Circle Internet Financial has scrapped its longstanding prohibition on using USDC for firearm purchases. The move, announced late Tuesday, comes just weeks after a barrage of criticism from conservative lawmakers and industry heavyweights accused the stablecoin giant of trampling Second Amendment rights through digital purse strings.
The original policy, tucked into Circle’s terms of service since at least early 2025, barred transactions tied to “firearms, ammunition, or related accessories.” It was part of a broader effort to steer clear of controversial sectors, but critics quickly branded it as overreach, effectively freezing out law-abiding gun owners from a slice of the booming crypto economy.

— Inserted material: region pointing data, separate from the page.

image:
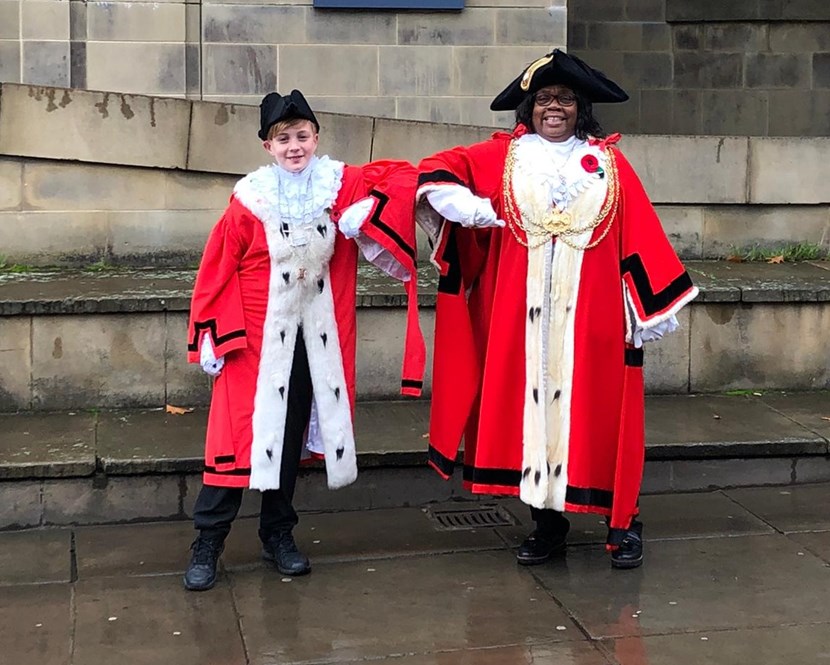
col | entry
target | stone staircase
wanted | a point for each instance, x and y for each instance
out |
(98, 245)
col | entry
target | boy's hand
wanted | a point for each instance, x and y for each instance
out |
(213, 367)
(208, 360)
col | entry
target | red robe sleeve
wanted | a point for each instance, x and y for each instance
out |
(655, 282)
(216, 306)
(463, 306)
(390, 186)
(478, 167)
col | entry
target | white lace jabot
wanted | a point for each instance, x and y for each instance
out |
(302, 197)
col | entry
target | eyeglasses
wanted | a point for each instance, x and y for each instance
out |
(545, 98)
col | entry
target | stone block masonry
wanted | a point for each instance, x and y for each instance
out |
(746, 68)
(419, 65)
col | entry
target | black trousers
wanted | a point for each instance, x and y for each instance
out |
(549, 521)
(217, 507)
(552, 521)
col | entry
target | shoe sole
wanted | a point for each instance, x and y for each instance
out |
(283, 571)
(190, 587)
(627, 565)
(535, 561)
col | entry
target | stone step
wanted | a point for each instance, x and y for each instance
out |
(109, 339)
(111, 466)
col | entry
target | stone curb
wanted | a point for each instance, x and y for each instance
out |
(150, 291)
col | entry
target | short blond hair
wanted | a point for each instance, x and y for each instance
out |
(279, 127)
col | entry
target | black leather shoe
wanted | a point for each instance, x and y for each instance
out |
(282, 551)
(630, 552)
(201, 573)
(538, 547)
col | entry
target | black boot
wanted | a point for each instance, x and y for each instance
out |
(201, 573)
(630, 552)
(546, 540)
(282, 551)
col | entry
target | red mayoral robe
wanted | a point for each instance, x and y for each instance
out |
(536, 363)
(254, 289)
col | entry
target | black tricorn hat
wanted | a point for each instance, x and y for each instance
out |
(276, 107)
(559, 68)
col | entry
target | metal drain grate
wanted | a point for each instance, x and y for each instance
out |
(471, 518)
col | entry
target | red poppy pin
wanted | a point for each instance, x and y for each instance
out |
(590, 163)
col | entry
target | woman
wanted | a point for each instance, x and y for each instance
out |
(273, 318)
(541, 317)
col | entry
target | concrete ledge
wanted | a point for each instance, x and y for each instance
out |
(126, 291)
(393, 434)
(121, 466)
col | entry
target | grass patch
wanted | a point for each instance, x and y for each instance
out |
(791, 253)
(99, 266)
(5, 266)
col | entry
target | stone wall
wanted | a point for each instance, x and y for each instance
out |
(140, 180)
(736, 67)
(440, 66)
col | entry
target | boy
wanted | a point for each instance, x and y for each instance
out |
(273, 319)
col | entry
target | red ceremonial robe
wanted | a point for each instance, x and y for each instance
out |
(535, 364)
(251, 315)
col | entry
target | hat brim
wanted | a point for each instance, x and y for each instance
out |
(276, 108)
(563, 69)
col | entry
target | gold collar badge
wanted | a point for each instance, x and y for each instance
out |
(531, 70)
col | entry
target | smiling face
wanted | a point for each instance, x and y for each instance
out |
(292, 144)
(554, 113)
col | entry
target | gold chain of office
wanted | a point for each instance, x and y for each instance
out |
(559, 223)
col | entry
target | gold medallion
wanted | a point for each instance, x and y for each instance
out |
(557, 222)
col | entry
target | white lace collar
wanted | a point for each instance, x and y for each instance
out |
(276, 195)
(559, 167)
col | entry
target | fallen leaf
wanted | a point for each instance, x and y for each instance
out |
(177, 410)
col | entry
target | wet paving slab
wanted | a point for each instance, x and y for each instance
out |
(376, 534)
(563, 653)
(142, 549)
(35, 557)
(355, 610)
(36, 624)
(721, 584)
(816, 542)
(788, 509)
(692, 585)
(59, 446)
(716, 426)
(812, 410)
(151, 441)
(778, 644)
(152, 620)
(665, 517)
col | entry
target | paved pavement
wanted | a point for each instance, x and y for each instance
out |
(731, 577)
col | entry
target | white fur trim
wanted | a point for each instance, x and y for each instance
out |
(633, 322)
(293, 302)
(553, 281)
(426, 215)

The National Shooting Sports Foundation (NSSF), the trade group for America’s firearms makers, wasted no time in firing back last month, warning that such restrictions amounted to “financial discrimination” against millions of legal buyers.
“Circle’s decision today is a powerful stand against the discrimination targeting lawful gun owners. It reaffirms that stablecoins should empower financial freedom, not erode constitutional protections.”
NSSF spokesman Mark Oliva said
The group had rallied support from a bipartisan crew of senators, including Republicans like Ted Cruz and even some Democrats wary of Big Tech’s grip on payments. Circle, which issues USDC, the second-largest dollar-pegged stablecoin with a market cap hovering around $35 billion, framed the reversal as a clarification rather than a concession. In updated terms posted to its website, the company now explicitly permits USDC for “legal purchases of firearms and ammunition” as long as they comply with federal, state, and local laws. Transactions skirting those rules, or venturing into illegal arms dealing, remain off-limits, with Circle retaining the right to monitor and freeze suspicious activity.
The policy pivot caps a heated two-week saga that spotlighted the uneasy dance between crypto innovation and real-world politics. It kicked off in mid-October when the NRA’s Institute for Legislative Action unearthed the ban in a scathing report, blasting it as a “woke crypto” ploy to sideline gun enthusiasts.
Yet not everyone’s popping champagne. Blockchain analysts and privacy advocates are sounding alarms that the flip-flop lays bare the Achilles’ heel of centralized stablecoins: their susceptibility to Washington’s whims. Unlike decentralized alternatives such as Bitcoin, USDC’s fate rests in the hands of a Boston-based company beholden to U.S. regulators and, increasingly, political winds.
“This reversal isn’t a win for freedom. It’s a reminder of how fragile these systems are,” said Dr. Lena Hargrove, a fintech policy fellow at the Brookings Institution. “Circle caved to lobby pressure today, but what happens when regulators lean the other way? Centralized issuers like this can be strong-armed into blacklisting users or sectors overnight, turning ‘stable’ money into a political football.”
Hargrove’s concerns echo broader debates raging in crypto circles. With the U.S. Treasury mulling stricter stablecoin rules under the incoming administration, experts fear episodes like this could accelerate calls for outright bans or mandates that hobble innovation. A recent CoinDesk survey found 62% of DeFi users distrust centralized tokens precisely because of such vulnerabilities, preferring peer-to-peer networks immune to single-point meddling.
Firearms groups, meanwhile, are hailing it as a blueprint for future fights. “This sets a precedent: No more gatekeeping the digital dollar based on ideology,” Oliva added. The NSSF plans to push similar challenges against other payment processors, from PayPal to emerging blockchain rivals.
Circle’s gamble could pay off in user growth. But in an industry built on disruption, bending to backlash risks painting the firm as just another suit in the system.